You know you’ve had fantasies about it before. You’re a gorgeous lady in times before social networking — back when social networking actually involved being social. A handsome gentleman caller approaches you warmly, caressing your neck. You invite him up to a lofty bedroom with velvet draping and scented oils (or something). He begins to kiss you gently, you return the kisses … it’s getting hotter, and you just can’t stand the thought of your hands on anything but each other! You rip off his coat, he tears open your dress, revealing heaving bosoms, suffocating against the confines of a whale-bone corset! Take me, Dr. Egon Spengler! Take me now!
Except all of this would be highly inaccurate. Because romance novelist Deeanne Gist has gotten to the bottom of all the lacy underthing mysteries and debunked bodice-ripping scenes like the one I just described at the annual convention for Romance Writers of America. But a girl can dream (if that’s her thing).
As it turns out, seducing a woman in the Victorian era would have been quite an undertaking. Gist wanted to make sure that the scenes she was writing in her own novels was true to form and discovered that it wasn’t quite as easy as 1-2-wheeeeee! At the convention, which took place in New York, she gave a live demonstration of everything that went into dressing the Victorian woman.
It took an hour for Ms. Gist to squeeze into a dozen layers that a lady would have worn in the 1860s — stockings, garters, bloomers, chemise, corset, crinoline or hoop skirt, petticoats, a shirtwaist or blouse, skirt, vest and bolero jacket. By the end, workshop attendees were skeptical that seductions ever occurred, with so many sartorial barriers.

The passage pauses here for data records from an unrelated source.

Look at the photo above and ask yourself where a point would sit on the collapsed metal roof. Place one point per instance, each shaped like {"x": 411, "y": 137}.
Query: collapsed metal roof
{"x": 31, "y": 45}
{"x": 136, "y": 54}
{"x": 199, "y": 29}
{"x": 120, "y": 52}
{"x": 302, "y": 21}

“How did they ever have hanky panky?” asked novelist Annie Solomon.
Indeed! Gist, along with several other historians (and history buffs — see what I did there?), has toured the country with her workshops and unlocked several mysteries about what women wore under their clothes. For example, while commonly written in the opposite manner, bodices and corsets are laced in the back. And it takes a looooong time to complete that lacing before several inches are taken off a woman’s waist. There is also a blouse underneath that corset, so add that layer to the things that our heroes (and heroines) are ripping off these women. And did you ever wonder why bloomers had splits in them? Hint: the reason is toilet-related.
So, we can look at this two ways. 1: This was a dastardly way to not only torture women (no wonder they were always seen as prone to fainting if they’re wearing all that crap in the summer) but to deter sex and keep women “pure.” Or 2: turning the latter part of that statement on its head and looking at it as a brilliant method of foreplay and extended seduction. Striptease, anyone?